In February 2017 however, Mr. Amidu withdrew his suit seeking an oral examination, explaining that the change of government under the New Patriotic Party under His Excellency the President, Nana Addo Dankwah Akuffo Addo and his Attorney General, Miss Gloria Akuffo’s assurance to retrieve all judgment debts wrongfully paid to individuals Mr. Woyome in response prayed the Supreme Court to stay proceedings on the oral examination since he had filed for a review on the case. His lawyer, Ken Anku, argued that, his client will face an irreparable damage if the oral examination is allowed to take place but the deputy Attorney General, Godfred Dame, opposed the application, describing the reasons as incompetent and unmeritorious.

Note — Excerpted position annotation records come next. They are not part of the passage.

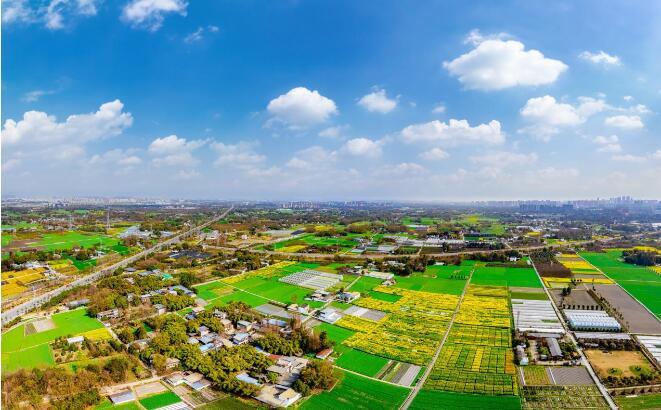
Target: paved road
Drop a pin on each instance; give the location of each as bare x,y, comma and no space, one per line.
392,256
430,366
584,359
38,301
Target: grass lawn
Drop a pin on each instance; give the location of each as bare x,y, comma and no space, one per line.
365,284
336,334
513,277
107,404
57,241
432,399
160,400
387,297
19,350
646,401
528,295
437,279
272,289
38,356
361,362
231,403
640,281
358,392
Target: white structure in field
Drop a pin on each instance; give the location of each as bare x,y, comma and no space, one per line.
312,279
594,320
535,316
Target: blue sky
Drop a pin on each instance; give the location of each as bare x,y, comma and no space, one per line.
331,100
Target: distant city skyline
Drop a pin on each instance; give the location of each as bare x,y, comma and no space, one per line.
340,100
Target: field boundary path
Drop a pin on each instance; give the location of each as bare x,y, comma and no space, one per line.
584,359
414,392
38,301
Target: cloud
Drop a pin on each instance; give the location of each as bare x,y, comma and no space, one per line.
301,108
198,35
37,127
496,64
438,109
239,155
628,122
434,154
547,115
454,132
363,147
629,158
35,95
10,164
174,151
600,58
149,14
314,157
378,101
608,144
335,132
401,169
54,15
504,159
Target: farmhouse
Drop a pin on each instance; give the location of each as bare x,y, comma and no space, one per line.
592,320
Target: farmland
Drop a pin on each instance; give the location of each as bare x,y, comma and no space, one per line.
642,283
20,349
477,357
428,399
358,392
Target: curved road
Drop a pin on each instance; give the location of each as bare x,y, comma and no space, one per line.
26,307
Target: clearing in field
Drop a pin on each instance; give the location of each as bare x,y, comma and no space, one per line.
619,363
642,402
22,350
562,397
511,277
358,392
160,400
361,362
432,399
448,279
640,282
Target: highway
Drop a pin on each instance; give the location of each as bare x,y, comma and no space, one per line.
38,301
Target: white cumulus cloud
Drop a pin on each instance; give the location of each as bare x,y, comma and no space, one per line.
378,101
600,58
37,127
363,147
495,64
302,108
150,14
629,122
434,154
454,132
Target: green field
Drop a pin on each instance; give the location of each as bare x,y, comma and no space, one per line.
21,351
336,334
107,404
496,276
437,279
432,399
358,392
60,241
365,284
529,295
646,401
361,362
160,400
639,281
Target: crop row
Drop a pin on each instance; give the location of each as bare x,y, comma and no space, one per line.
480,335
266,272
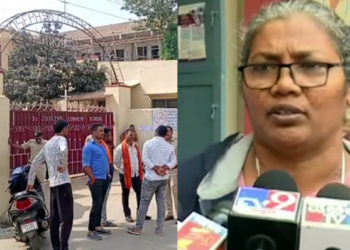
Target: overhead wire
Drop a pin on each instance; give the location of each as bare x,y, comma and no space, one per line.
90,9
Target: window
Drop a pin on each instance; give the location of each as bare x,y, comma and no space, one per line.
120,54
98,55
155,52
164,103
112,55
142,53
102,103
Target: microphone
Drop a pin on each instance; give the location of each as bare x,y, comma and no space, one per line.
219,214
326,218
200,233
264,219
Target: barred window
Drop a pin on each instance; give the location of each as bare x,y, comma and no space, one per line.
164,103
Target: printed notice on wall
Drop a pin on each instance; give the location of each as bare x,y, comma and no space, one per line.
191,32
166,117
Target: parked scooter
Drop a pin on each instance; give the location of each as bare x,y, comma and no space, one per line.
27,210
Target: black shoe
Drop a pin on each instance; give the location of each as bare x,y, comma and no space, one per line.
129,219
169,217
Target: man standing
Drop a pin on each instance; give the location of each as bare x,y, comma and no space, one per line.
35,145
159,157
110,148
129,164
88,139
96,167
171,190
124,134
55,153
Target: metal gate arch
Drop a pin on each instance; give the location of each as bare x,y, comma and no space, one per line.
21,21
24,123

He has also been in private legal practice as a barrister and solicitor of the Supreme Court of Ghana and also as a private, professional conflict resolution consultant.
He has authored at least six outstanding legal publications ranging from The power of a court to convict an accused person for a lesser or included offence other than charged, through The qualification and the constitutional position of the Attorney-General to The scope and effect of judicial power in the enforcement and defence of the 1992 Constitution of Ghana.
His new calling as ‘citizen vigilante’ found expression in his introduction late last year, of the now very hackneyed word ‘gargantuan’ into Ghana’s politics, a word he used to describe the scale of fraud he insisted had been perpetuated by his colleagues in government against the state, especially in the fraudulent payment of court judgement debts to organisations and individuals.
Unlike many high-profile lawyers of his generation, Mr Amidu did not attend the best of second cycle schools.
After elementary school, he gained admission to a private educational institution in Tamale housed in makeshift structures and designated a commercial school by its founder and headmaster, Mr Ben Gogoe.
As the years went by, Mr Amidu was obsessed with books but especially political science books. He fed ravenously on Marx and Engels.
After law school, Mr Amidu like many young intellectuals of the time who had the outlook of ‘progressives’, drifted into the emerging leftist politics of the June Four Movement.
Mr Amidu graduated from the University of Ghana in 1976 with an LLB (Hons) and the Ghana Law School in 1978 with a Barrister/Solicitor at Law (BL) degree.
He also holds a Master of Arts Degree in Conflict Resolution from the Antioch University, Ohio, USA.
The former Attorney-General and Minister of Justice joined the NDC in 1992.
He was the party’s vice-presidential candidate in the December 2000 presidential elections which the NDC presidential candidate, the late Professor J.E.A Mills, lost to the New Patriotic Party’s (NPP’s) John Agyekum Kufuor.